Gdy się obudziłam była 02:37. Przy mnie leżał Sehun, najwyraźniej przyszedł po mnie i zabrał do siebie. Nie mogłam spać z powodu koszmarów, chcąc pójść odnaleźć kuchnię niechcąco szturchnęłam chłopaka który się obudził.

-Co jest? Co sie stało Natalka?- wyglądał tak uroczo, zachrypnięty głos, włosy rozczochrane.

-Nic tylko pić mi się chce- powiedziałam niepewnie.

-Chodź, zaprowadzę cię- pociągnął mnie za rękę.

-Powiedz mi... Coś ci się śniło?- był zmartwiony.

-Czemu pytasz?

-Bo zaczęłaś podczas snu płakać. Gdy najpierw dodtarłem do twojego budynku leżałaś nie przytomna. Zaniosłęm cię tu, kończąc... Zadawałaś dziwne pytania typu "kim jesteś, czego chcesz ode mnie, zostaw mnie".

-J-ja...

-Natalia czy coś cię dręczy?

-Nie, to tylko koszmar nic nadzwyczjnego.

-Ale czemu leżałaś nie przytomna?

-Nic dzisiaj nie jadłam znaczy w czoraj no wiesz

-Hah- uśmiechnął się gdy zaczęłam się jąkać- Okey to może chodźmy dalej spać co?
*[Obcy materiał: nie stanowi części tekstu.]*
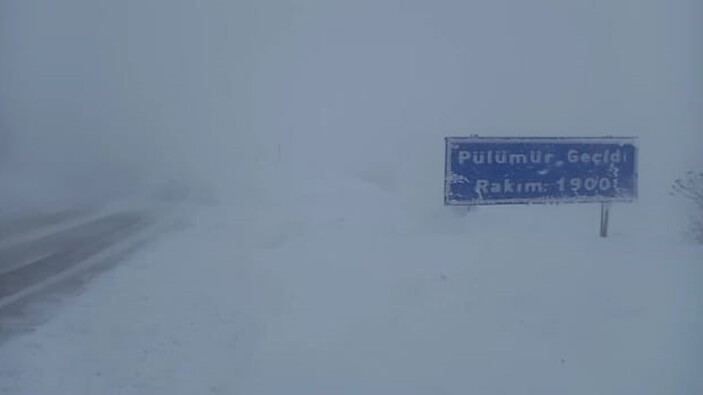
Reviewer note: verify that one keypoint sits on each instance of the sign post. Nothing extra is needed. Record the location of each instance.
(519, 170)
(604, 214)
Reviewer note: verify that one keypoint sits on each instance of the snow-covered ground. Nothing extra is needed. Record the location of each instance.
(345, 291)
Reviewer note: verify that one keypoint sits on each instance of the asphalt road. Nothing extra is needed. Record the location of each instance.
(52, 258)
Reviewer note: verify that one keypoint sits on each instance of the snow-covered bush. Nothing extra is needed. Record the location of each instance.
(691, 187)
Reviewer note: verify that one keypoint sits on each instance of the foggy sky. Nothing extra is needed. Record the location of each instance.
(100, 98)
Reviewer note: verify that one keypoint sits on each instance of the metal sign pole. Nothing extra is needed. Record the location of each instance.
(604, 217)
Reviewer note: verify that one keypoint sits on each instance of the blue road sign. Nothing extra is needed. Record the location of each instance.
(482, 170)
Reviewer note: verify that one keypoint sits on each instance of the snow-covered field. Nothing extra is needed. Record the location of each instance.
(353, 293)
(325, 262)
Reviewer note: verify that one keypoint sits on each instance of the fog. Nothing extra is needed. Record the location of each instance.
(250, 100)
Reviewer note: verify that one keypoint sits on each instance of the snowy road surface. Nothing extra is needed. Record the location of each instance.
(41, 253)
(376, 299)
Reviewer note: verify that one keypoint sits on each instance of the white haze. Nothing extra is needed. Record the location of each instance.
(248, 100)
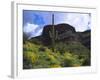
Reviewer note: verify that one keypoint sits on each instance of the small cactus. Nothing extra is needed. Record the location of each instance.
(53, 34)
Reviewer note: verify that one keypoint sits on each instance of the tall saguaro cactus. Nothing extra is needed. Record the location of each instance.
(53, 34)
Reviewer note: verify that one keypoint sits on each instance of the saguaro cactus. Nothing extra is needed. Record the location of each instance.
(53, 34)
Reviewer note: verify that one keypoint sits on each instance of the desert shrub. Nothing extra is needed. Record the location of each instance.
(66, 55)
(70, 60)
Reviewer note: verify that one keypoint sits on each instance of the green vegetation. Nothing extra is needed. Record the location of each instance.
(39, 56)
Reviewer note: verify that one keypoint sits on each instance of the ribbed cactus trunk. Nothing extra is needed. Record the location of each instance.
(53, 34)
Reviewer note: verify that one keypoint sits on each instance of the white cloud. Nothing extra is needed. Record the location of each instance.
(78, 21)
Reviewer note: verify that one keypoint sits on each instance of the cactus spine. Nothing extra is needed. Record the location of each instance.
(53, 34)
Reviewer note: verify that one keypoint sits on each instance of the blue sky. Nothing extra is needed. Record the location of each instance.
(34, 21)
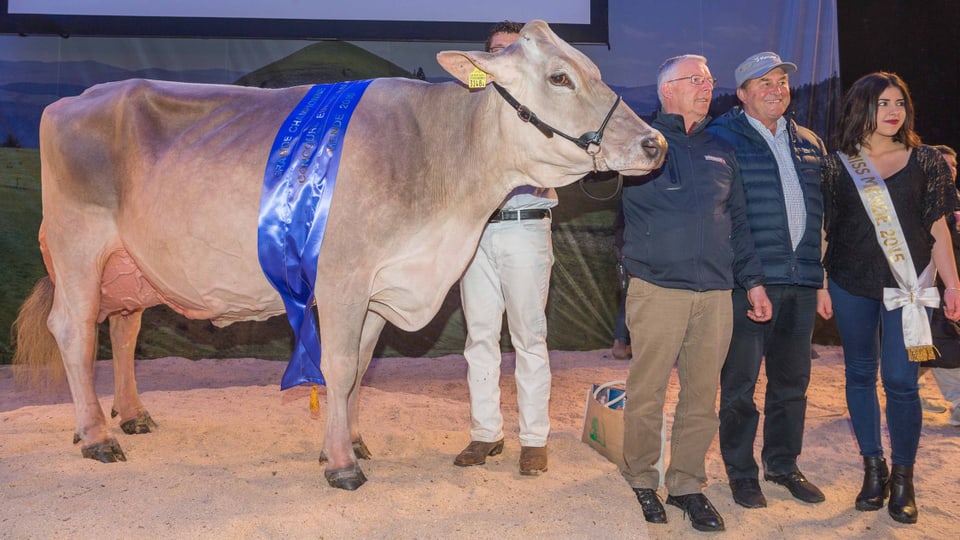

-Tak ale raczej nie razem.

-Przedtem ci to nie przeszkadzało.

-Bo spałam więc jak miałam temu zaprostestować hmm?

-No nie wiem ale wole koło ciebie wrazie koszmarów znów cię przytule i bedzie wszytko dobrze.

-Ale...- przerwał mi.

-Tylko raz proszę. Martwie się o ciebie, przecież nic ci nie zrobię nie jestem taki a drugiej kanapy w pokoju nie mam a w innym nie zamierzam sapć bo nie bedę cię w razie czego słyszeć albo na podłodze bede spał.

-Nie! To odpada, śpijmy już razem. Nie będziesz w własnym domu na podłodze spał.

-To okey umowa stoi, więc dobranoc.

-Dobranoc- jeszcze przed położeniem się spać mocno zabolało mnie serce ale nie zamierzałam wspominać o tym Sehun' owi.



Obudziły mnie promyku słońca, nie mogło się wytrzymać z duchoty Pierwsze co zrobiłam napiłam się wody, za sobą usłyszałam ziewnięcie.

-Już wstałaś? Kóra jest?

-Po dziewiątej.

-Ładna pogoda.

-Wiem.

-Opowiesz mi co w czoraj się wydarzyło?

-Ja...

-Czy to wszystko przez Janka? To przez niego niego nie mogłaś wejść do własnego mieszkania?